AIPHES / DiscoScore

DiscoScore: Evaluating Text Generation with BERT and Discourse Coherence
32 stars 6 forks source link

Bug in DiscoScorer initialization #5

Closed UntotaufUrlaub closed 1 year ago

UntotaufUrlaub commented 1 year ago

Hi,

there might be a bug in the initialization code of DiscoScorer in scorer.py! Line 27 (and 33) use self.we which is never set.

class DiscoScorer: 
    def __init__(self, device='cuda:0', model_name='bert-base-uncased', we=None):

        config = BertConfig.from_pretrained(model_name, output_hidden_states=True, output_attentions=True, return_dict=True)
        self.tokenizer = BertTokenizer.from_pretrained(model_name, do_lower_case=False)
        self.model = BertModel.from_pretrained(model_name, config=config)
        self.model.encoder.layer = torch.nn.ModuleList([layer for layer in self.model.encoder.layer[:8]])
        self.model.eval()
        self.model.to(device)  
        if we is not None:
            we = load_embeddings('deps', we)
        self.we = we    # I added this line.

    def LexicalChain(self, sys, ref):
        return discourse.LexicalChain(sys, ref)

    def DS_Focus_NN(self, sys, ref):
        return discourse.DS_Focus(self.model, self.tokenizer, sys, ref, is_semantic_entity=False)

    def DS_Focus_Entity(self, sys, ref):
        return discourse.DS_Focus(self.model, self.tokenizer, sys, ref, is_semantic_entity=True, we=self.we, threshold = 0.8) # uses self.we

    def DS_SENT_NN(self, sys, ref):
        return discourse.DS_Sent(self.model, self.tokenizer, sys, ref, is_lexical_graph=False)

    def DS_SENT_Entity(self, sys, ref):
        return discourse.DS_Sent(self.model, self.tokenizer, sys, ref, is_lexical_graph=True, we=self.we, threshold = 0.5) # uses self.we

       ...

Is this a bug, or have I missed something?

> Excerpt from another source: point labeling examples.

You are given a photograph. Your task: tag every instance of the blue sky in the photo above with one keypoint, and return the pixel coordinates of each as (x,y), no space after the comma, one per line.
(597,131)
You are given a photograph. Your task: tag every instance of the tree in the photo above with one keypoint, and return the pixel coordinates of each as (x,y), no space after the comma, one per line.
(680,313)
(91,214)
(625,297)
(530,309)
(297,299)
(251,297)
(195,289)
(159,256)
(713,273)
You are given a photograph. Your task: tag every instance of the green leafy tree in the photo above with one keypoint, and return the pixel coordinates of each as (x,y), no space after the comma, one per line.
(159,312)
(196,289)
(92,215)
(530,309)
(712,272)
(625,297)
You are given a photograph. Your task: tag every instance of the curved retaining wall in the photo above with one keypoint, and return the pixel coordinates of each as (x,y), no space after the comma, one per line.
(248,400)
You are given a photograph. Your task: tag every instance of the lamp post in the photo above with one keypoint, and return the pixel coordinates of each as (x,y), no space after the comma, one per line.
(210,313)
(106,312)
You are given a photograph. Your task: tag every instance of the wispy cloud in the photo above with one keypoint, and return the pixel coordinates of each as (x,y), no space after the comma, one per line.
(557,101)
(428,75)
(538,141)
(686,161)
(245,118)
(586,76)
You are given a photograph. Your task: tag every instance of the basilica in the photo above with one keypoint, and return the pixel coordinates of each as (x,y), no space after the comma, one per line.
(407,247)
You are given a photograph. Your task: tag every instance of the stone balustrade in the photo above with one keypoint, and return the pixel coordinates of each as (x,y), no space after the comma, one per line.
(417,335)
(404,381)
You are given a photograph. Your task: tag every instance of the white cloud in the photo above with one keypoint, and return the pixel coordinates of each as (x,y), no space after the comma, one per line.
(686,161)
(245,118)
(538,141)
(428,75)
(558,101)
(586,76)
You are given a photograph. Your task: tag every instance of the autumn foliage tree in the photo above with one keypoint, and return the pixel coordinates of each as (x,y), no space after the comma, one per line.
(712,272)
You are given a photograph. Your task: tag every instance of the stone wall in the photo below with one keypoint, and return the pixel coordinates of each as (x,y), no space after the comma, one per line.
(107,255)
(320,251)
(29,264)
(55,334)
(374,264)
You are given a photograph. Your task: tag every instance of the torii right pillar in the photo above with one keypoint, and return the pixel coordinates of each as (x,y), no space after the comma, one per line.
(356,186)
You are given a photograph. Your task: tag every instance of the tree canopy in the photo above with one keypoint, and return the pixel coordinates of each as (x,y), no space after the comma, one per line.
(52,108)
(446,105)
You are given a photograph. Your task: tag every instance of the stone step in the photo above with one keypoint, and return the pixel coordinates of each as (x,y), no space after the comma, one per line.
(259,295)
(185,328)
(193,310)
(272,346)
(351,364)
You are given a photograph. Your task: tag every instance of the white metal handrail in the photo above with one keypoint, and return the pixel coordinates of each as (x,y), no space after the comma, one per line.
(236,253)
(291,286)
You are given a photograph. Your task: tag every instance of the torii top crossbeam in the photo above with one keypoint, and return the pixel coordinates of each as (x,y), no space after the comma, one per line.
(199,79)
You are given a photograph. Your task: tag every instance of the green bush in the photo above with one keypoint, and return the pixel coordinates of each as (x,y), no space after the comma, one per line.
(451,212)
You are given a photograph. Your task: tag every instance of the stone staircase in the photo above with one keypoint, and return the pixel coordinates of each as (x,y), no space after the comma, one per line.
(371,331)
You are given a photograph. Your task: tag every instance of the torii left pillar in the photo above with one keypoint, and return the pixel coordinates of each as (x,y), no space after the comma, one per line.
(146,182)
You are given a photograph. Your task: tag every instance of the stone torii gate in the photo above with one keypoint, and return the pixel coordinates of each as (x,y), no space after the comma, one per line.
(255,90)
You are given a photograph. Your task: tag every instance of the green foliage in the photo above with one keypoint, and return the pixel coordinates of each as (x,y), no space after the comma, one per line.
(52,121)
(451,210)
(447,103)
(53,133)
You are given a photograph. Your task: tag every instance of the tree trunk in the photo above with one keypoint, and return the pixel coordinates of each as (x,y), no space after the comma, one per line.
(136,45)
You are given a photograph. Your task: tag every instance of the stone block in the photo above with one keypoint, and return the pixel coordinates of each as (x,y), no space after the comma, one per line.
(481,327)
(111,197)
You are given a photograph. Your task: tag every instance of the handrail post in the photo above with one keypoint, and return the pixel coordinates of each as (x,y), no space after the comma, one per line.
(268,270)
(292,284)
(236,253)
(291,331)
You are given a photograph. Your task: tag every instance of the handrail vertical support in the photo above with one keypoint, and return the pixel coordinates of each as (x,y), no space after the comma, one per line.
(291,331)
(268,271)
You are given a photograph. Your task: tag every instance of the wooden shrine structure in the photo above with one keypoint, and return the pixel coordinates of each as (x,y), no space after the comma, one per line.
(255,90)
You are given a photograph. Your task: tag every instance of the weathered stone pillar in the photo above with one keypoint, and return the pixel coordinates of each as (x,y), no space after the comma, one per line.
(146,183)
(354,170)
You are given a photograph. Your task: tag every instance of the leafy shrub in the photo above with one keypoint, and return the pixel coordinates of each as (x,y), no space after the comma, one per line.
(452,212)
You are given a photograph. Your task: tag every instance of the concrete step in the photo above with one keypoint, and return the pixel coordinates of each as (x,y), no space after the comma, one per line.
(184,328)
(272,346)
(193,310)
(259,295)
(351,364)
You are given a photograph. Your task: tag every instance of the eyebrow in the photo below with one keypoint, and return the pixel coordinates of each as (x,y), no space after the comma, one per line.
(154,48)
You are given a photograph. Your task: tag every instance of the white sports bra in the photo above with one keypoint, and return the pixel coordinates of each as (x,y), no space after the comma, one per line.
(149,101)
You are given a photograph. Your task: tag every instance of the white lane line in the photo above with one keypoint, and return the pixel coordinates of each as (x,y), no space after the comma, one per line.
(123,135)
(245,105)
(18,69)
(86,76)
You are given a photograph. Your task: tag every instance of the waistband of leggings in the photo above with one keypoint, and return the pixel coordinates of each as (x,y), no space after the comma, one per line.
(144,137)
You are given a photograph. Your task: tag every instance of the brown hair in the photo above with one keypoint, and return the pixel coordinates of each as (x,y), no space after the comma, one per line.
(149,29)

I used the pip setup described in the Readme. My calling code looks essentialy like this:

from disco_score import DiscoScorer

def disco_score(summ, doc, metric_type):
    disco_scorer = DiscoScorer(device='cuda:0', model_name='bert-base-uncased')
    summ = summ.lower()
    doc = doc.lower()
    disco_scorer.DS_SENT_Entity(summ, [doc])

kind regards

P.S. thank you very much for sharing this interesting metric!

andyweizhao commented 1 year ago

Yes, that is a bug. It was accidentally shown while I cleaned up the repository. Thanks for spotting!

I think the calling code is right. For better results, you could replace bert-base-uncased with Conpono or BERT-NLI, as mentioned in the Readme.